Cruising the Past: American trains were once the safest in the world. In Los Angeles METROLINK gives new meaning to DEATH TRAIN!
The greatest joke about METROLINK… when you email them with a comment you receive the following message:
Thank you for contacting Metrolink. For your reference, your feedback has been assigned case number 00008189. Due to the volume of comments we receive regading complaints and accidents about Metrolink, it may take up to two weeks to investigate and respond back to you.
Sincerely,
Metrolink Passenger Services
The way it was aboard the Pullman Company in the 1930s through the 1960s. This ad boast on the safety of traveling by Pullman. It was the safest form of travel in America and transported over a 100,000 passengers each night in safety and comfort aboard their sleeping cars.

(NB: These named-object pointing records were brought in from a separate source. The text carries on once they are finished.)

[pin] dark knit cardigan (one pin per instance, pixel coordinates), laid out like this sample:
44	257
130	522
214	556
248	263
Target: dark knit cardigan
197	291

Metrolink – Death trains in Los Angeles.
Victims of the third rate and totally incompetently run Metrolink.
Where do they find these incompetent bureaucrats? David R. Solow, the five-county Metrolink agency’s chief executive for more than a decade, was moved to a new position overseeing deployment of a safety system intended to prevent a repeat of last year’s crash, which left 25 dead and 135 injured. Talk about failing upward. Solow is representative of one of the most dangerous rail systems in the world. Who does he screw to keep his job?

The way it is today with Metrolink – the Los Angeles commuter rail service. This horrifying photos is from a recent collision last year with a Metrolink train and freight train northwest of Los Angeles, killing 25 passengers and injured 100s. The train driver was texting on cell phone and ignore a stop signal.
The Pullman Company use to have the greatest safety record and so did such venerable companies such as the Santa Fe Railway.
The Pullman Company, founded by George M. Pullman, built, operated, and maintained a fleet of first class passenger rail cars by contract on most railroads across the United States. George Pullman is credited with the creation of the first modern, comfortable, sleeping car for railroad travel in 1858.

From a small beginning, Mr. Pullman created an empire, which during its peak in the 1930′s was responsible for the construction, ownership, and operation of a fleet of over eight-thousand sleeper, parlor, club, and cafe cars. Pullman’s well deserved slogan was “Travel and Sleep in Pullman Safety and Comfort.”